Planet Jupiter's atmospheric winds last longer than similar atmospheric processes found on Earth, according to data collected by NASA's Juno mission. Thought to be as old as the planet itself, these bands are sculpted by high-speed winds whipping around the orb in opposite directions, and constitute the "face" Jupiter presents to the outside world.
Likewise, observations of the atmospheric motions concluded that the planet's crisscrossing jet streams of winds extend some 3,000 kilometers (1,865 miles) deep, way much deeper than scientists expected.
"Juno is created to look beneath these clouds", said planetary science professor Yohai Kaspi of the Weizmann Institute of Science in Israel, who led part of the research using Juno's new measurements of Jupiter's gravity. "Until now, we only had a superficial understanding of them and have been able to relate these stripes to cloud features along Jupiter's jets". - AFP picThe findings were the result of unparalleled measurements of Jupiter's gravity field by Juno, in orbit around the closest gas giant to Earth since July 2016.
NASA's Juno probe has captured incredible images of the huge cyclones that surround Jupiter's north and south poles - and they're unlike anything in the solar system. For a fast-rotating gas planet like Jupiter, such an asymmetry is rather unusual, as it suggests that it is also low The surface must give dynamic and diverging currents, as Iess and his colleagues explain.
This handout picture provided by Nature and released by NASA/SWRI/JPL/ASI/INAF/IAFPS on March 8, 2018 shows Jupiter's South Pole in a mosaic of images acquired by the Jovian InfraRed Auroral Mapper at wavelengths. There has been disagreement over whether the planet's bands are a weather system, comparable to the Earth's jet streams, or whether they are an aspect of a deeper-seated convection system that transports energy out of the interior.
"The winds (or flows) determine the gravity asymmetry", Luciano Iess from Sapienza University of Rome said in an email to Seeker.
Another Juno result released today suggests that beneath the weather layer, the planet rotates almost as a rigid body.
This computer-generated image shows the structure of the cyclonic pattern observed over Jupiter's south poleNASA JPL-Caltech SwRI ASI INAF JIRAM
Jupiter is not only the largest planet in our solar system, it still holds many secrets. Provided their spacecraft stays healthy and funded, the Juno team is contemplating additional measurements that could further probe Jupiter's interior, such as monitoring tidal bulges raised by large moons whipping around the planet. JIRAM probes the weather layer down to 30 to 45 miles (50 to 70 kilometers) below Jupiter's cloud tops. Jupiter's south pole also contains a central cyclone, but it is surrounded by five cyclones with diameters ranging from 3,500 to 4,300 miles (5,600 to 7,000 kilometers) in diameter.

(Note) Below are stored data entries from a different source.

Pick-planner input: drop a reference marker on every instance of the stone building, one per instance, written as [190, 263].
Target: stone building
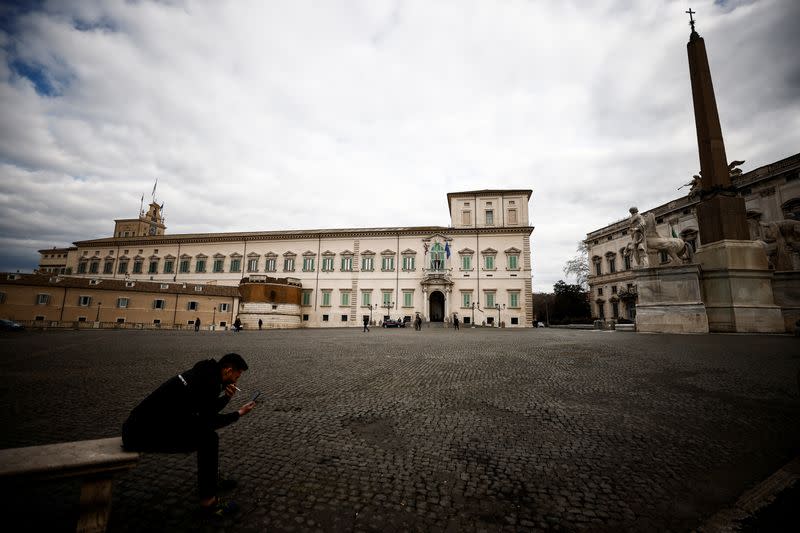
[771, 193]
[478, 267]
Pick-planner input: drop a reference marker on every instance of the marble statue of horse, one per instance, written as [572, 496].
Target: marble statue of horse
[677, 249]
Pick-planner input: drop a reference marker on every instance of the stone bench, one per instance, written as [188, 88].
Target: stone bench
[96, 461]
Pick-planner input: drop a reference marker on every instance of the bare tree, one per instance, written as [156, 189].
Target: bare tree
[578, 266]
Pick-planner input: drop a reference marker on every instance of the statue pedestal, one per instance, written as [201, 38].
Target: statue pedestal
[737, 288]
[670, 300]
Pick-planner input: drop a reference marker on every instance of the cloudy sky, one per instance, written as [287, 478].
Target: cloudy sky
[300, 114]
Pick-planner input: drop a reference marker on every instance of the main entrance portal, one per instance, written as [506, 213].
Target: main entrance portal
[437, 307]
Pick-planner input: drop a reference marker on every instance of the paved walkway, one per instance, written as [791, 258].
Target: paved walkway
[397, 430]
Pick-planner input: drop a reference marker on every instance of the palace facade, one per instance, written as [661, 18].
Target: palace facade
[478, 268]
[771, 193]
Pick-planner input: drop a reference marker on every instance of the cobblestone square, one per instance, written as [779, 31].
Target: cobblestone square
[438, 430]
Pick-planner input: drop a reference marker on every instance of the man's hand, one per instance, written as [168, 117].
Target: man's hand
[246, 408]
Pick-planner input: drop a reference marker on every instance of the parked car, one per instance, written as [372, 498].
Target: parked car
[10, 325]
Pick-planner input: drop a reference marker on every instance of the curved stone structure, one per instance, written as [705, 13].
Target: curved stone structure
[275, 301]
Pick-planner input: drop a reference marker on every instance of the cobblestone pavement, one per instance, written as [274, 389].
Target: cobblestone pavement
[397, 430]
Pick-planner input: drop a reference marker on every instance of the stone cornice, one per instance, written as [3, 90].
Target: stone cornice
[207, 238]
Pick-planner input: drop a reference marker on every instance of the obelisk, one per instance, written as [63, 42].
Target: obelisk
[736, 279]
[721, 213]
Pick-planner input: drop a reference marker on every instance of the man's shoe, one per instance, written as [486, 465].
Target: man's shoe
[220, 509]
[225, 483]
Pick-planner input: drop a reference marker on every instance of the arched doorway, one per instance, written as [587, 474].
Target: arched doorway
[437, 307]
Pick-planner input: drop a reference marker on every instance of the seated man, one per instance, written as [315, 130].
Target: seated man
[182, 416]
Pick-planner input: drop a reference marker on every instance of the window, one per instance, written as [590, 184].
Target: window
[512, 216]
[466, 299]
[437, 256]
[489, 299]
[408, 298]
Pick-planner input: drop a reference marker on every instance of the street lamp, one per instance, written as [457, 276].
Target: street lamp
[497, 306]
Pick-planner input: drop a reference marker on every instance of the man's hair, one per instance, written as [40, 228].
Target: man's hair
[233, 360]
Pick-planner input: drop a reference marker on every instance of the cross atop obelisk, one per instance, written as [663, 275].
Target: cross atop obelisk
[691, 20]
[721, 213]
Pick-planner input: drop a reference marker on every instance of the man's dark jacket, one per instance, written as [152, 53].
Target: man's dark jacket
[190, 401]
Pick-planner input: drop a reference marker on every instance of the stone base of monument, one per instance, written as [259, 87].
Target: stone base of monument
[786, 290]
[737, 288]
[670, 300]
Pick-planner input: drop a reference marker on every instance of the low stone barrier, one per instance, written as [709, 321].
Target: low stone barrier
[96, 461]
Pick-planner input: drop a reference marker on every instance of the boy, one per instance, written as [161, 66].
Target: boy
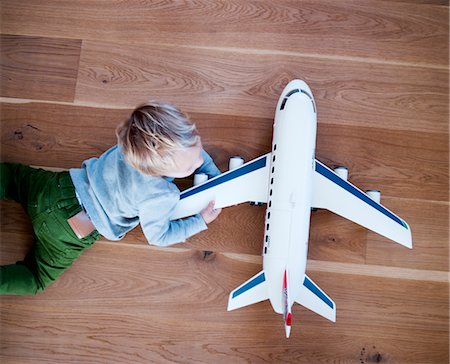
[131, 183]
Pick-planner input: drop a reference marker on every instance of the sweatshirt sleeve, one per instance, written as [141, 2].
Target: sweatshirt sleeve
[208, 167]
[154, 217]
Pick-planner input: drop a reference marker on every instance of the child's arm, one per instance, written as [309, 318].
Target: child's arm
[208, 167]
[154, 216]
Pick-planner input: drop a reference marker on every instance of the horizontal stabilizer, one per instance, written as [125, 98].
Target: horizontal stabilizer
[333, 193]
[250, 292]
[313, 298]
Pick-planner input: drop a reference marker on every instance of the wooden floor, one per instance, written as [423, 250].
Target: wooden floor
[72, 70]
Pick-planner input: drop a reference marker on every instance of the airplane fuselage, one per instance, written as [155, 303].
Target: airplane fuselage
[290, 193]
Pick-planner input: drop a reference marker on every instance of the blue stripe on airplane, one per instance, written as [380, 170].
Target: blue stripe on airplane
[312, 287]
[257, 280]
[253, 166]
[362, 196]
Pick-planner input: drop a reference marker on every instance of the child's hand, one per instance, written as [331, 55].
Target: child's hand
[209, 214]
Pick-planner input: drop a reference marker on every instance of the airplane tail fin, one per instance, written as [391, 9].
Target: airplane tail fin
[313, 298]
[250, 292]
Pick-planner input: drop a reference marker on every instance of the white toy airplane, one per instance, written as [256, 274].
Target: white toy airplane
[291, 181]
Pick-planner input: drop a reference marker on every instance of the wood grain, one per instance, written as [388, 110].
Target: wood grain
[240, 230]
[405, 164]
[174, 310]
[370, 30]
[38, 67]
[214, 81]
[71, 71]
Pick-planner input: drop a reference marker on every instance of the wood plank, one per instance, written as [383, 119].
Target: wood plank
[211, 81]
[430, 228]
[240, 230]
[396, 162]
[38, 67]
[122, 304]
[370, 30]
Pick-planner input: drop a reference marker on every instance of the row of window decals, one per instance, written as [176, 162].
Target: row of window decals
[270, 201]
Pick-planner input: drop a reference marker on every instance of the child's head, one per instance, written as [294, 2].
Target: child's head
[158, 139]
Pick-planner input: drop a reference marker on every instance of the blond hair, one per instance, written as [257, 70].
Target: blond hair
[152, 134]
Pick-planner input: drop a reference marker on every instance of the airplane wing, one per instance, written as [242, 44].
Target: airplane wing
[249, 182]
[333, 193]
[313, 298]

"They are extraordinarily stable arrangements of such chaotic elements", says Morgan O'Neill, a University of Chicago postdoctoral scholar and a coauthor on paper "Clusters of cyclones encircling Jupiter's poles". All cyclones lasted for seven months. The northern cyclones each range from between 4,000 and 4,600 km across in size.

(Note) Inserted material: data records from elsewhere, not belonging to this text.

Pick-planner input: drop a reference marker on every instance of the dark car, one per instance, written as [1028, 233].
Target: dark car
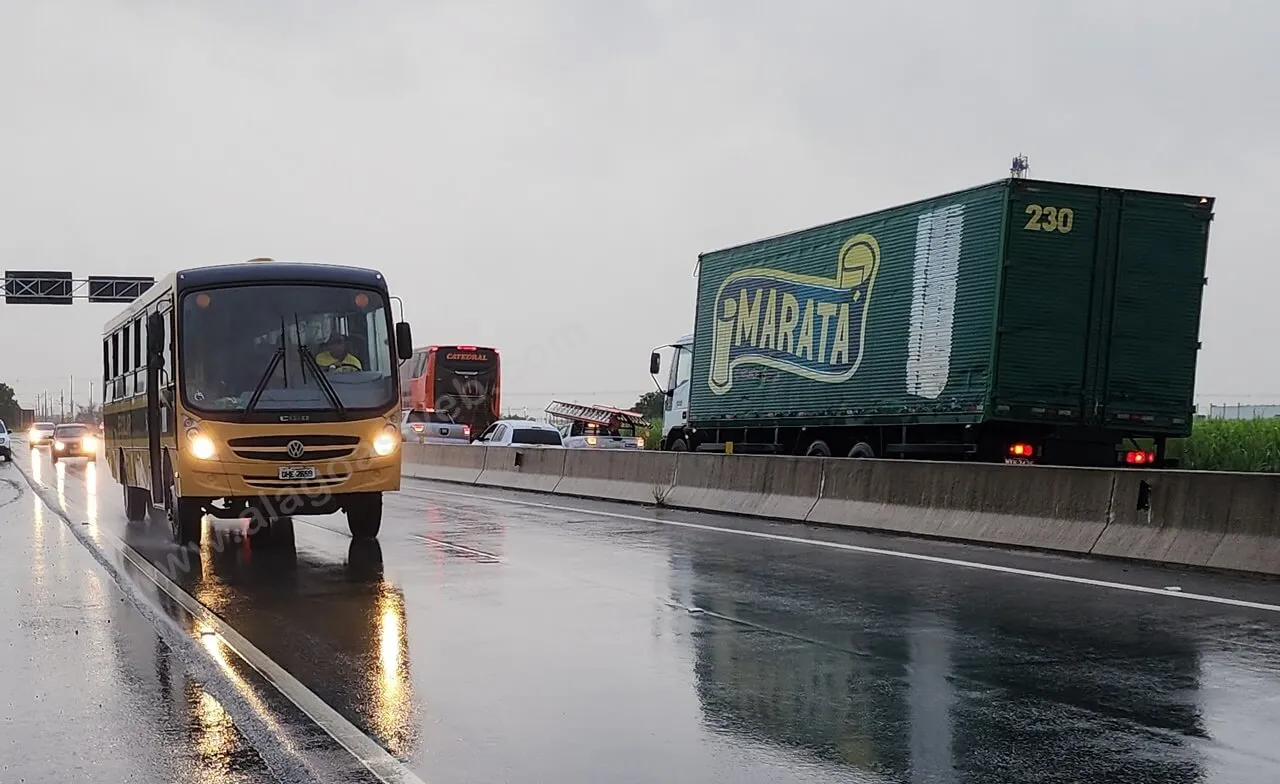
[73, 441]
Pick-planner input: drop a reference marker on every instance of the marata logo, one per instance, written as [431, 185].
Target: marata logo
[807, 326]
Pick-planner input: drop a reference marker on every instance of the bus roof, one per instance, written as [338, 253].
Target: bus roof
[282, 272]
[248, 272]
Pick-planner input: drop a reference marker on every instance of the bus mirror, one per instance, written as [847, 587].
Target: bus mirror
[403, 341]
[155, 333]
[155, 341]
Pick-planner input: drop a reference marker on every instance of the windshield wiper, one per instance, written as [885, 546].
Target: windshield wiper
[309, 363]
[261, 382]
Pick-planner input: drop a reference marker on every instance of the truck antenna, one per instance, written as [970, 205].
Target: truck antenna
[1019, 168]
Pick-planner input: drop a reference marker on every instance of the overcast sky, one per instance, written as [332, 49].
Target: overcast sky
[542, 176]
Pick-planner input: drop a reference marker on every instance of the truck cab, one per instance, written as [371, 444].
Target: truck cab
[680, 367]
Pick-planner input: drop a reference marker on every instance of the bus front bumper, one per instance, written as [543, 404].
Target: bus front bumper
[264, 479]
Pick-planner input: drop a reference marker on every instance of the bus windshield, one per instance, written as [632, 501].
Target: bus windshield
[466, 384]
[232, 342]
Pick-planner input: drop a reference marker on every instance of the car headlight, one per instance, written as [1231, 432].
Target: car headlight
[387, 441]
[201, 445]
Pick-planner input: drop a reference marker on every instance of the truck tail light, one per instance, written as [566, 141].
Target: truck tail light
[1139, 457]
[1022, 450]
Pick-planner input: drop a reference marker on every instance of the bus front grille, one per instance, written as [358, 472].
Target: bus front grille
[283, 456]
[309, 440]
[319, 483]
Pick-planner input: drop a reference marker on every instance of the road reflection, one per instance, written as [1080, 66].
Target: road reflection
[944, 683]
[339, 627]
[193, 726]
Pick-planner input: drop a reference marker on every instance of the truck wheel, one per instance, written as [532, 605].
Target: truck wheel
[862, 450]
[818, 449]
[364, 515]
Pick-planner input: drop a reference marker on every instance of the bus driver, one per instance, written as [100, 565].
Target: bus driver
[334, 355]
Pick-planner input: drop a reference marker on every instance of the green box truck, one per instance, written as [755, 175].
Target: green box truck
[1020, 320]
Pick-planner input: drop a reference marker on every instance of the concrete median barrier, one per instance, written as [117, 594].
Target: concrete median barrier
[746, 484]
[1043, 507]
[1210, 519]
[618, 475]
[515, 468]
[444, 463]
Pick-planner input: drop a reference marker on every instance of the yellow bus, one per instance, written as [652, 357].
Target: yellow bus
[263, 390]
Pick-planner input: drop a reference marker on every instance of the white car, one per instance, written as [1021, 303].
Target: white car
[433, 427]
[521, 433]
[41, 434]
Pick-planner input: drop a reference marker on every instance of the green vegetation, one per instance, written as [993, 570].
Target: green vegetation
[9, 409]
[1230, 445]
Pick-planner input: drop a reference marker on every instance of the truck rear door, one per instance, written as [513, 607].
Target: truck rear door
[1157, 282]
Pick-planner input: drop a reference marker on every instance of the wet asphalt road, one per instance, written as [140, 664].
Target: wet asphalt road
[498, 637]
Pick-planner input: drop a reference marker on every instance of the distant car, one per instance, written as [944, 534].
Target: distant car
[73, 441]
[41, 433]
[429, 425]
[521, 433]
[588, 436]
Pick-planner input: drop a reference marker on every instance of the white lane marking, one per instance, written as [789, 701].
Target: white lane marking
[365, 750]
[896, 554]
[434, 541]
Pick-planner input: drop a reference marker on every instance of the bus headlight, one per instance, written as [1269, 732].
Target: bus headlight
[201, 445]
[385, 442]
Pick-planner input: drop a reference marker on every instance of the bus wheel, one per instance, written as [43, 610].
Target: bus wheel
[136, 502]
[184, 520]
[364, 514]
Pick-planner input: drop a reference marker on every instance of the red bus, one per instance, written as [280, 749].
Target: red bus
[464, 381]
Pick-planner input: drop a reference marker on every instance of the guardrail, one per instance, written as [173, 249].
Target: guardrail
[1203, 519]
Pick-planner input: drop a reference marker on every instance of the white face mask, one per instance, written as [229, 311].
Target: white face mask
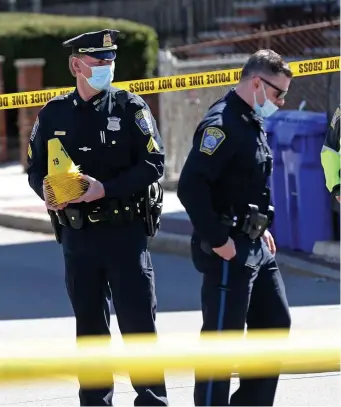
[101, 76]
[268, 107]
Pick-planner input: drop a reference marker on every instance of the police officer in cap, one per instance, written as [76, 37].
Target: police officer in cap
[113, 136]
[223, 187]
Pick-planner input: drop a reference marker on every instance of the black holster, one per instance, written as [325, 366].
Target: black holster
[256, 223]
[56, 226]
[153, 204]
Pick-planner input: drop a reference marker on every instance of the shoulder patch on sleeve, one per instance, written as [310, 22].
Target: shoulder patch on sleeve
[211, 140]
[35, 128]
[143, 120]
[335, 117]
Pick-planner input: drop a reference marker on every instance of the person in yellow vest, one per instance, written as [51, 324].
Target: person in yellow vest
[330, 155]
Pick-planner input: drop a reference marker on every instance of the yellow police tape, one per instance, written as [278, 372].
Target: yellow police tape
[171, 83]
[94, 361]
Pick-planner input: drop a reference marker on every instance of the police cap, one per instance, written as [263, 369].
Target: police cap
[97, 44]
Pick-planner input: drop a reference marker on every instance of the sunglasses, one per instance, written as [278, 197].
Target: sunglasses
[281, 93]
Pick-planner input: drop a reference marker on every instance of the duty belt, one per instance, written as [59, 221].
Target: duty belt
[115, 211]
[253, 223]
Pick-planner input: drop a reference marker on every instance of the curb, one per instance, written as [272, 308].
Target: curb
[170, 243]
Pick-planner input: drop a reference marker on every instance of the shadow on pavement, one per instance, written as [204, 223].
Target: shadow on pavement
[32, 284]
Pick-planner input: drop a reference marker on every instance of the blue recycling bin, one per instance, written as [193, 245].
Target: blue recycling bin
[302, 202]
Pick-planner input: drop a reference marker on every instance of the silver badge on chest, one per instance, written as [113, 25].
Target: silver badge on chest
[114, 123]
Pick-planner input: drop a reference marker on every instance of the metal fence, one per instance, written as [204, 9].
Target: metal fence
[180, 112]
[186, 21]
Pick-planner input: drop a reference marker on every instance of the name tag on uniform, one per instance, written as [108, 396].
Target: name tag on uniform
[114, 123]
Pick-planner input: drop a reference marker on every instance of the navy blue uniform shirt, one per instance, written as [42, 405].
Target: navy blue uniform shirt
[121, 149]
[228, 166]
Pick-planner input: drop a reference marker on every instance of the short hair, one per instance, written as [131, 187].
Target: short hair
[267, 62]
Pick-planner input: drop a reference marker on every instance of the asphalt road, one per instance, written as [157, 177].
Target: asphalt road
[33, 304]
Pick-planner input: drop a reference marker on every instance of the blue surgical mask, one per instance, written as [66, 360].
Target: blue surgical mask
[267, 109]
[101, 76]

While these storms might look like the same cyclone with branched arms, they are actually separate storms that are densely packed.
To date, Juno has completed 10 science passes over Jupiter and logged nearly 122 million miles (200 million kilometers), since entering Jupiter's orbit on July 4, 2016.
When the Juno mission was successfully launched in 2011, astronomers worldwide were thrilled.
Scott Bolton, principal investigator of Juno, from the Southwest Research Institute, San Antonio.